Alpha-NML Universal Predictors
Marco Bondaschi, Michael Gastpar
TL;DR
The paper introduces alpha-NML predictors, a parametric universal prediction family indexed by alpha >= 1 that interpolate between mixture estimators and the Normalized Maximum Likelihood, grounded in regret measures linked to Rényi divergence. It proves optimality of alpha-NML under alpha-regret with an appropriately chosen prior that maximizes Sibson's alpha mutual information, and discusses existence conditions and connections to Luckiness NML, including cases where NML does not exist. The authors specialize to discrete memoryless sources, deriving tractable closed-form expressions and asymptotic worst-case regret that show alpha-NML interpolates between the KT estimator and NML, while preserving computational efficiency for integer alpha. The work provides a flexible, robust prediction framework with theoretical guarantees and practical formulas, expanding the universal prediction toolbox to settings where NML is problematic or inapplicable. Overall, alpha-NML offers a tunable balance between average and worst-case performance with concrete benefits for DMS and potential broader applicability in universal compression and learning.
Abstract
Inspired by the connection between classical regret measures employed in universal prediction and Rényi divergence, we introduce a new class of universal predictors that depend on a real parameter $α\geq 1$. This class interpolates two well-known predictors, the mixture estimators, that include the Laplace and the Krichevsky-Trofimov predictors, and the Normalized Maximum Likelihood (NML) estimator.

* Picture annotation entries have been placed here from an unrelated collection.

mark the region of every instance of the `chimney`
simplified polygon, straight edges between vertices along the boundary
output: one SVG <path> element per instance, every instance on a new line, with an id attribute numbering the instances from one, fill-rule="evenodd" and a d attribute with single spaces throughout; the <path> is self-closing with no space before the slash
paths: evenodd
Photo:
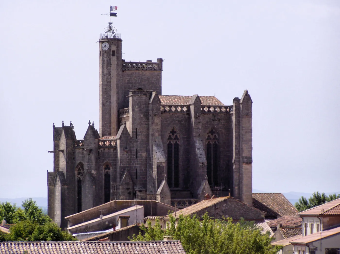
<path id="1" fill-rule="evenodd" d="M 163 236 L 163 241 L 172 241 L 172 237 L 171 235 L 164 235 Z"/>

We point out some advantages of this new class of predictors and study its benefits from two complementary viewpoints: (1) we prove its optimality when the maximal Rényi divergence is considered as a regret measure, which can be interpreted operationally as a middle ground between the standard average and worst-case regret measures; (2) we discuss how it can be employed when NML is not a viable option, as an alternative to other predictors such as Luckiness NML. Finally, we apply the $α$-NML predictor to the class of discrete memoryless sources (DMS), where we derive simple formulas to compute the predictor and analyze its asymptotic performance in terms of worst-case regret.